On Sunday, November 17, the Carmelites will have their usual Mass in the chapel at 8:00 a.m. Anyone is welcome to attend. As a special act of thanksgiving for the gift of the relics, public veneration of the reliquary will begin at 10:00 a.m. and last, with the interruptions mentioned below, till 8:00 p.m. After 2:30 p.m., no one else may join the line to pray before the reliquary so that those already in line may pray there before Benediction of the Blessed Sacrament takes place at 3:00 p.m. Then Father Frederick L. Miller, Professor of Systematic Theology at Mount St. Mary's Seminary and author of The Trial of Faith of St. Therese of Lisieux, will give a conference. After that individuals may pray before the reliquary again until 8:00 p.m. No one may join the line after 8:00 p.m., but the chapel will remain open until all those who were in line at 8:00 p.m. have prayed near the reliquary.
The bookstore will be open from 10:00 a.m. until 2:30 p.m. and from 3:30 p.m. until 6:00 p.m.
After that, the relics will be available for veneration in the Carmelite chapel on the first Sunday of every month from 10:00 a.m. to 4:00 p.m. starting on Sunday, December 1.
Why venerate relics? An answer from "Understanding Therese's Relics" courtesy of www.americancatholic.org
The saints' relics are poor and fragile signs of what went to make up their bodies. When we are close to their relics, we can more easily evoke their human condition: that with their own bodies they acted, thought, worked, and suffered.
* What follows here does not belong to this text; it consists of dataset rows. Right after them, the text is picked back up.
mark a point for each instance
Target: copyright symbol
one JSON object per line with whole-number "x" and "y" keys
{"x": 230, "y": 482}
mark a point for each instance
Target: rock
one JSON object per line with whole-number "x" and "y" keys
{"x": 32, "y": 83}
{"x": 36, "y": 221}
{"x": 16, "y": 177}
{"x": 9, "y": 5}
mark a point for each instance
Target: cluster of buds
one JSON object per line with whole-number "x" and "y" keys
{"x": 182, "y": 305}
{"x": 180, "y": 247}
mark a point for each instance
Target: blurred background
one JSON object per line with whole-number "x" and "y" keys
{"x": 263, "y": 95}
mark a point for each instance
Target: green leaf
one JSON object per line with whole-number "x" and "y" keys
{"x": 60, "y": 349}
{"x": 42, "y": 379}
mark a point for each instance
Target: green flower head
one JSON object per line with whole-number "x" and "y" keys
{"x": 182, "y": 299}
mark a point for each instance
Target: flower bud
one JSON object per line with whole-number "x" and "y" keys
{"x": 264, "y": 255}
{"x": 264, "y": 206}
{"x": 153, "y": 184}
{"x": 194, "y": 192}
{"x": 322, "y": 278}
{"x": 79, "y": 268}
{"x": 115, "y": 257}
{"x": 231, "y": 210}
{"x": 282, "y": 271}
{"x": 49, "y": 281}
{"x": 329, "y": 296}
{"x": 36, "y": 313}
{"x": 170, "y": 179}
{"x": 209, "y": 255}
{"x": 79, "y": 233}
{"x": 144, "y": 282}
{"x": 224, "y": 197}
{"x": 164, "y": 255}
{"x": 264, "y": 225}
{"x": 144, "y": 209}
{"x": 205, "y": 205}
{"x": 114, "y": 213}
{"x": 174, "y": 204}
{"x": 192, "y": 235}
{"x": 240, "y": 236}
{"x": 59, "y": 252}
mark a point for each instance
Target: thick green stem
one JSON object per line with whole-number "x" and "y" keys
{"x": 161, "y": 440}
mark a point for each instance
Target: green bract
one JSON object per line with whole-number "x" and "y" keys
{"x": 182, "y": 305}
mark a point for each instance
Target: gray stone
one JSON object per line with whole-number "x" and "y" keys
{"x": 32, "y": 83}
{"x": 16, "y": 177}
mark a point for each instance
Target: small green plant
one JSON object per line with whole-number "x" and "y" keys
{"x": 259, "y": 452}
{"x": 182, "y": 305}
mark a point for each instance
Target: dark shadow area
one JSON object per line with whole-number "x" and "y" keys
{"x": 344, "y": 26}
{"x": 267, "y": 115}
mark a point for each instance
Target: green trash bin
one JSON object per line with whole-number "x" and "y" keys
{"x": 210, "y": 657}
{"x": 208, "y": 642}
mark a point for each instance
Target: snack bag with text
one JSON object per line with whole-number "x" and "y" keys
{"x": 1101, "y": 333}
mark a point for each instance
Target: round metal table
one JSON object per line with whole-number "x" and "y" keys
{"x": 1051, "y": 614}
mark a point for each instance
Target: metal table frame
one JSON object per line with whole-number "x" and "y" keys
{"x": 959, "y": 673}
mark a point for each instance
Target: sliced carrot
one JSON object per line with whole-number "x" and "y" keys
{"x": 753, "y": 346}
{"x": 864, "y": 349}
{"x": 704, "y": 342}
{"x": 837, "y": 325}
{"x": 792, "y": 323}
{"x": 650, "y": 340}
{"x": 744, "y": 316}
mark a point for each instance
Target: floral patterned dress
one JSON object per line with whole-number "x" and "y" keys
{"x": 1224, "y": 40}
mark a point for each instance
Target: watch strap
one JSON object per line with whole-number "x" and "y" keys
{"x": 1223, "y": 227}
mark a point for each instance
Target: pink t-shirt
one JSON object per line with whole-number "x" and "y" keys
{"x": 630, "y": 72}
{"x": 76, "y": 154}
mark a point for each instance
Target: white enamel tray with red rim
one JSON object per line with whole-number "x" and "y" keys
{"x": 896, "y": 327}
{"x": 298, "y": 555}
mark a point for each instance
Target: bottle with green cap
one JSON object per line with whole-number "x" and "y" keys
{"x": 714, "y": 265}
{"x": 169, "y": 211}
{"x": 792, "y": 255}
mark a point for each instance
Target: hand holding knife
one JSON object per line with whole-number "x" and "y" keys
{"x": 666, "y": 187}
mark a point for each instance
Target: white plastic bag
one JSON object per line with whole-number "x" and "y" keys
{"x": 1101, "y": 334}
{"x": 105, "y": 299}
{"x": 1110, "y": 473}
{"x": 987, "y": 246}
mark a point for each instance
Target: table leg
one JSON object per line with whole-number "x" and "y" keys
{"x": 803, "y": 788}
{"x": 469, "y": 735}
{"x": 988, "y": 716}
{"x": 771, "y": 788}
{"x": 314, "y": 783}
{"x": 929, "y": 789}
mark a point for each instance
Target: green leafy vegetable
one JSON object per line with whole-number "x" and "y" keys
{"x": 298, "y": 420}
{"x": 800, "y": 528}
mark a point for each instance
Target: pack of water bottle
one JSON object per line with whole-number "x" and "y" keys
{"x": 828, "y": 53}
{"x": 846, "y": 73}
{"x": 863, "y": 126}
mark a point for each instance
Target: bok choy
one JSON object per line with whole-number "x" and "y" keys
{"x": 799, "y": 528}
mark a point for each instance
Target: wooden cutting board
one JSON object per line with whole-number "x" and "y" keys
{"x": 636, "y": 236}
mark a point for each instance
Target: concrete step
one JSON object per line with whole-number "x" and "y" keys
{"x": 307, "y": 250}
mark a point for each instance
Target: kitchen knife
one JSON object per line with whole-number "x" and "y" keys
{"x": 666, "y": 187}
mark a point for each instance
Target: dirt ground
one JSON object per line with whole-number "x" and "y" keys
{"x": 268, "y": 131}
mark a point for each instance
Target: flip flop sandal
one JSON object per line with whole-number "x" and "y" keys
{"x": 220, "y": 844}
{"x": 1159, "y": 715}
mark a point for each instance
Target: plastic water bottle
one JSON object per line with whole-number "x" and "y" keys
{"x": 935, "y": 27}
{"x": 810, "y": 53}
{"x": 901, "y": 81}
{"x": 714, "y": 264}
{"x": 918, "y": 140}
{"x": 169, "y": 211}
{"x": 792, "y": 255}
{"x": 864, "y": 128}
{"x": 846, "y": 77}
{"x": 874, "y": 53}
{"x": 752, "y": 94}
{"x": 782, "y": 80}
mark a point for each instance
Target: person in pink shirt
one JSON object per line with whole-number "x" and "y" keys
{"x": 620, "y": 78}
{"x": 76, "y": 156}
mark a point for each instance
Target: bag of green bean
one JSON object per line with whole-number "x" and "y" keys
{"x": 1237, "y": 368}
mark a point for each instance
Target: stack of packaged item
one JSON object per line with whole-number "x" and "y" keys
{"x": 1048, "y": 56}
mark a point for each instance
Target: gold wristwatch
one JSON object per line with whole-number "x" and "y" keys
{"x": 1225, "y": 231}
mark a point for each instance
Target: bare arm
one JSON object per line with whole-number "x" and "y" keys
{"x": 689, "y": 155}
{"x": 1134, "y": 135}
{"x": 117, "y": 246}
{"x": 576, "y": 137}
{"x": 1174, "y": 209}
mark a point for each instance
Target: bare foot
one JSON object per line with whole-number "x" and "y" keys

At times God wishes to use such tenuous and seemingly foolish signs to manifest his presence and make his power and glory shine forth. It is God in fact who works through these signs.
To return to Thérèse's case, it is a fact that when people stand in the presence of her mortal remains or have some contact with her poor relics, as with petals from an unpetalled rose, God, who received through her humanity so many signs of love, is pleased in turn to manifest his love through her bodily remains.
To "venerate" the relics is not to worship them, but to pray to God, as we do at the grave of a loved one, in the presence of what remains of the humanity of our sisters and brothers, who loved God so much in that humanity. Come to pray for yourself, for your spouse, parents, children, family. Pray for the poor, the sick, the dying, and for your beloved dead. For those who mourn, as the Martin family did; for those whose children died young; for those who suffer from breast cancer like Zelie and from Alzheimer's like Louis. Pray, like Therese, for and with those who have no faith. And pray for the grace to imitate the faith and abandonment that brought Louis and Zelie and Therese to such complete union with God.